Here's what's probably coming:
Mix of Old and New
Traditional apps gonna start playing with blockchain (they already do)
Web3 apps gonna steal the good parts of Instagram/Twitter.
Bridges between old and new platforms (like what Firefly's doing)
AI Stuff
You'll actually control ur feed algorithm (crazy, right?)
Better content moderation that isn't just some random dude's decision
Smart contracts that pay u automatically when ur content slaps
Less Crypto Bullshit
No more "connect your wallet" just to post a pic.

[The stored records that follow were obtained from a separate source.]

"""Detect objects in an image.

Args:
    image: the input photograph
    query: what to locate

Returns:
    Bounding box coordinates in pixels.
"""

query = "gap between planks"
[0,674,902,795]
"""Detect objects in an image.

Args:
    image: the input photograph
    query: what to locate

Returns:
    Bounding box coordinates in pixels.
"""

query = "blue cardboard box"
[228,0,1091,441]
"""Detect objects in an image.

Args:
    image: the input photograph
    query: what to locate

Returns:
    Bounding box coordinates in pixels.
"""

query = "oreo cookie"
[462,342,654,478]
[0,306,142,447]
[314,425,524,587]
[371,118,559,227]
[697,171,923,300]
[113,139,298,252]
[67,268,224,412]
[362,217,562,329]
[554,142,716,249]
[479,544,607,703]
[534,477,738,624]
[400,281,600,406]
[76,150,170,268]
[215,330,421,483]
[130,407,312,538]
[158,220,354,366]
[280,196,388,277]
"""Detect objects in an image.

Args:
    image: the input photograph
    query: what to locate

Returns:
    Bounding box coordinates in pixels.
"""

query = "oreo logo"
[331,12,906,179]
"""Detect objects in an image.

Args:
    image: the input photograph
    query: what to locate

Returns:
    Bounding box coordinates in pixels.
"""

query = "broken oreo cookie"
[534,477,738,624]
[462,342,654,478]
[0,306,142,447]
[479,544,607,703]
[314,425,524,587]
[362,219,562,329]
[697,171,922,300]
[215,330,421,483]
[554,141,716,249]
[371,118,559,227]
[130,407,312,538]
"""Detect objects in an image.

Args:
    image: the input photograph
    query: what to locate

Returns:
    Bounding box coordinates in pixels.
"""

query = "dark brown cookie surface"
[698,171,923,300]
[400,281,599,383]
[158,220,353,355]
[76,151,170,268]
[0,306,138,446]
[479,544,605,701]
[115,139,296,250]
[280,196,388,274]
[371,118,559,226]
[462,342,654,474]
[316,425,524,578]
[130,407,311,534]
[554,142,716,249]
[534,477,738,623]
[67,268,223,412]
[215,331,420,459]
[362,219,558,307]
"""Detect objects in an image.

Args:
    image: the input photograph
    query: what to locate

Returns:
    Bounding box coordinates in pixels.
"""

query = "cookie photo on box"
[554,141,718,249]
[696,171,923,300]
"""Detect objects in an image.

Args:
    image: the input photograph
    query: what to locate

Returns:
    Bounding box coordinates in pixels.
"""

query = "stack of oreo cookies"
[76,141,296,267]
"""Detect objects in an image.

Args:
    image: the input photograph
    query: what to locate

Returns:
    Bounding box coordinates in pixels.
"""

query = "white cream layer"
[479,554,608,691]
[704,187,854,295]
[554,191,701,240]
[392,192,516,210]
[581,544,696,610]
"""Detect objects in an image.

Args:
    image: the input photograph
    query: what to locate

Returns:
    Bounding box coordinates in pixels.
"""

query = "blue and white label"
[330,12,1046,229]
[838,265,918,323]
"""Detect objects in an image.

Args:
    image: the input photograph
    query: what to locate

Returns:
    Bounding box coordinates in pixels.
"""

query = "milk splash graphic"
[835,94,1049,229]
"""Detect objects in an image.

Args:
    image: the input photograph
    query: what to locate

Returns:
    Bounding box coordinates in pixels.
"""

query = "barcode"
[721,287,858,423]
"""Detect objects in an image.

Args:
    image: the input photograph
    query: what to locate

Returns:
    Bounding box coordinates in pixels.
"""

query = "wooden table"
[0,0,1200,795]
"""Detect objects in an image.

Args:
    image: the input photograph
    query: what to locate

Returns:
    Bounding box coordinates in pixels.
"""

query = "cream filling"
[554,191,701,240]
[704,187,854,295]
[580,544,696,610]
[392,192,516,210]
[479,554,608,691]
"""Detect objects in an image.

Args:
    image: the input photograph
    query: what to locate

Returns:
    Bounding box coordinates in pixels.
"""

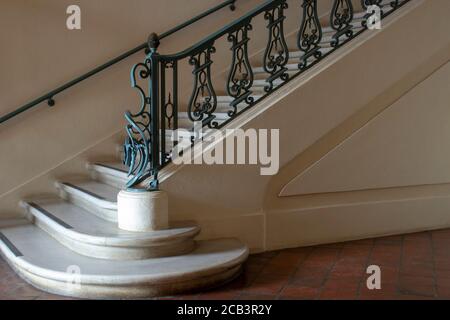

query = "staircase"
[0,1,414,298]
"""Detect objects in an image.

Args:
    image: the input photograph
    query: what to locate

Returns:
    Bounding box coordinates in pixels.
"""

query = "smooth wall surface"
[0,0,450,251]
[0,0,338,208]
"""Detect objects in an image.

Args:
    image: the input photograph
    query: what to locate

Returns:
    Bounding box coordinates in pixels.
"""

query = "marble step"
[55,178,120,222]
[0,224,248,299]
[21,198,200,260]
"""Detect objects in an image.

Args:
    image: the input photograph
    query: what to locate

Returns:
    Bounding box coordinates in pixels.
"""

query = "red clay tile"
[320,279,359,300]
[244,275,289,295]
[280,285,319,300]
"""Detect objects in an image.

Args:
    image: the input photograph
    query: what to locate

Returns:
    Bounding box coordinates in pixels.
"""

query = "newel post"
[117,33,169,232]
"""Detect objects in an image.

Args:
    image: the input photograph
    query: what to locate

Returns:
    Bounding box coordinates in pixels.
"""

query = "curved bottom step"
[0,224,248,298]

Normal usernames instead of 0x7f3d...whatever
Apps that don't look like they're built by crypto nerds
Money Moves
Direct payment channels between creators and fans
Communities where engagement = actual ownership
Tiny payments for content (like cents per like)
Automatic revenue sharing
Privacy That Makes Sense
Finding the sweet spot between public blockchain and private stuff
Better ways to prove things without showing everything
U decide what data to share.
Next 5 Years
Instagram and Twitter aren't dying tomorrow. Web3 social's gonna grow up next to them, like that cool cousin who does things differently. Success isn't about killing Meta - it's about giving people desirable options.
The future's not about which tech wins - it's about letting u choose how to connect and monetize your content, and making it less annoying to use.